ISWC 2009 Keynote/Tom Mitchell
Populating the Semantic Web by Macro-Reading Internet Text
Tom M. Mitchell
Machine Learning Department
Carnegie Mellon University
A key question to the future of the semantic web is "how will we acquire structured information to populate the semantic web on a vast scale?" One approach is to enter this information manually. A second approach is to take advantage of the great deal of structured information already present in various databases, and to develop common ontologies, publishing standards, and reward systems to make this data widely accessible. We consider here a third approach: developing software that automatically extracts structured information from unstructured text present on the web.

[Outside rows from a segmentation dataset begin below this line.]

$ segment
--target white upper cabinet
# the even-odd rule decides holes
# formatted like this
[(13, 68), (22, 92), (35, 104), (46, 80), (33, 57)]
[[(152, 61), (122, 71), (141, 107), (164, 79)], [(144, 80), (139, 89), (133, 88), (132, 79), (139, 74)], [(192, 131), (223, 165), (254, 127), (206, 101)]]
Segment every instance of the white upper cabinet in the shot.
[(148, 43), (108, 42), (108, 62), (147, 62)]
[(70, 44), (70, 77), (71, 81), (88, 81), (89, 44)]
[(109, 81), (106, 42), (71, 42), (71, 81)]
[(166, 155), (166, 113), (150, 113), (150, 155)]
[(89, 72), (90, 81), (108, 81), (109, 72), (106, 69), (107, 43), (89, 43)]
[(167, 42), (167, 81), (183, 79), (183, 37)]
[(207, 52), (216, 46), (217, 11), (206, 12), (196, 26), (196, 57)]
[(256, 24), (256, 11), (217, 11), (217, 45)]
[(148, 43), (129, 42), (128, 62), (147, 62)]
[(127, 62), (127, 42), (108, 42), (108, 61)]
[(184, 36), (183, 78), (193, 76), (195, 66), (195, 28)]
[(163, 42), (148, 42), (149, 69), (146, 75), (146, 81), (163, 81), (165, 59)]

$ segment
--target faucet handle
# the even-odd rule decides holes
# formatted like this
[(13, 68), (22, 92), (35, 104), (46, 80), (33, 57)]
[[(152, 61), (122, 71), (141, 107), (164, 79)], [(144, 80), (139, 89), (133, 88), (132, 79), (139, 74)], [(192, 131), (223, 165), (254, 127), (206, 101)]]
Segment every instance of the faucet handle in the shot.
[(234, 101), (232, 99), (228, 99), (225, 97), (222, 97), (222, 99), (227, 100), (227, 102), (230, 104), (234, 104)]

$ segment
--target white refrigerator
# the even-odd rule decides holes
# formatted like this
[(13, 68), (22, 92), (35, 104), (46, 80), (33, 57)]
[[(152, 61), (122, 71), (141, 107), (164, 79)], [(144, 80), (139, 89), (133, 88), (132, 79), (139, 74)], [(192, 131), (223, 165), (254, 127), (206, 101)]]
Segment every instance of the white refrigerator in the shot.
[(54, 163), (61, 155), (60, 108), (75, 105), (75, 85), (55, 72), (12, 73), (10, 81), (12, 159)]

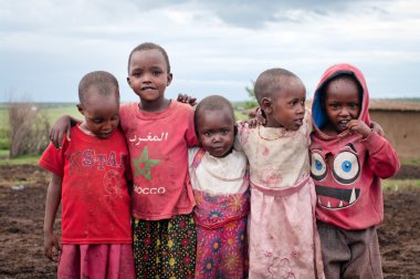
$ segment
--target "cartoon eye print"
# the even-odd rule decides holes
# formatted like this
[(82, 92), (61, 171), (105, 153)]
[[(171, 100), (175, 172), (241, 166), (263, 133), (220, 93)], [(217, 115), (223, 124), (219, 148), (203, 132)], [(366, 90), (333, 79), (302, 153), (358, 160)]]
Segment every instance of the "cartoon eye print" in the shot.
[(318, 153), (312, 153), (311, 174), (316, 180), (322, 180), (327, 176), (327, 165)]
[(359, 173), (359, 161), (354, 153), (342, 152), (334, 158), (333, 175), (338, 183), (350, 184), (357, 179)]

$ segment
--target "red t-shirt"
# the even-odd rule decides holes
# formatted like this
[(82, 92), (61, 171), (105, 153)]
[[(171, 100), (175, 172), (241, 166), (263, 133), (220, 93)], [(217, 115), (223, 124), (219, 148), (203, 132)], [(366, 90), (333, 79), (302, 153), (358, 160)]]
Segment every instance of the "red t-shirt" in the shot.
[(71, 142), (64, 137), (59, 151), (50, 144), (39, 164), (63, 178), (63, 244), (132, 242), (129, 157), (119, 130), (97, 138), (75, 126)]
[(190, 214), (196, 205), (188, 174), (189, 146), (197, 146), (193, 110), (171, 102), (147, 113), (137, 103), (119, 110), (133, 170), (133, 215), (160, 220)]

This talk will survey attempts to extract structured knowledge from unstructured text, and will focus on an approach with three characteristics that we hypothesize make it viable. First, in contrast to the very difficult problem of reading information from a single document, we consider the much easier problem of reading hundreds of millions of documents simultaneously, so that our system can extract facts that are stated many times by combining evidence from many documents. Second, our system begins with a given ontology that defines the types of information to be extracted, enabling it to focus its effort and to ignore most of the text which is irrelevant to the target ontology. Third, the system uses a new class of semi-supervised learning algorithms to learn how to extract information from web pages -- algorithms designed to achieve greater accuracy when given more complex ontologies. Our experiments show that this approach can produce knowledge bases containing tens of thousands of facts to populate given ontologies with approximately 90% accuracy, starting with only a handful of labeled training examples and 200 million unlabeled web pages.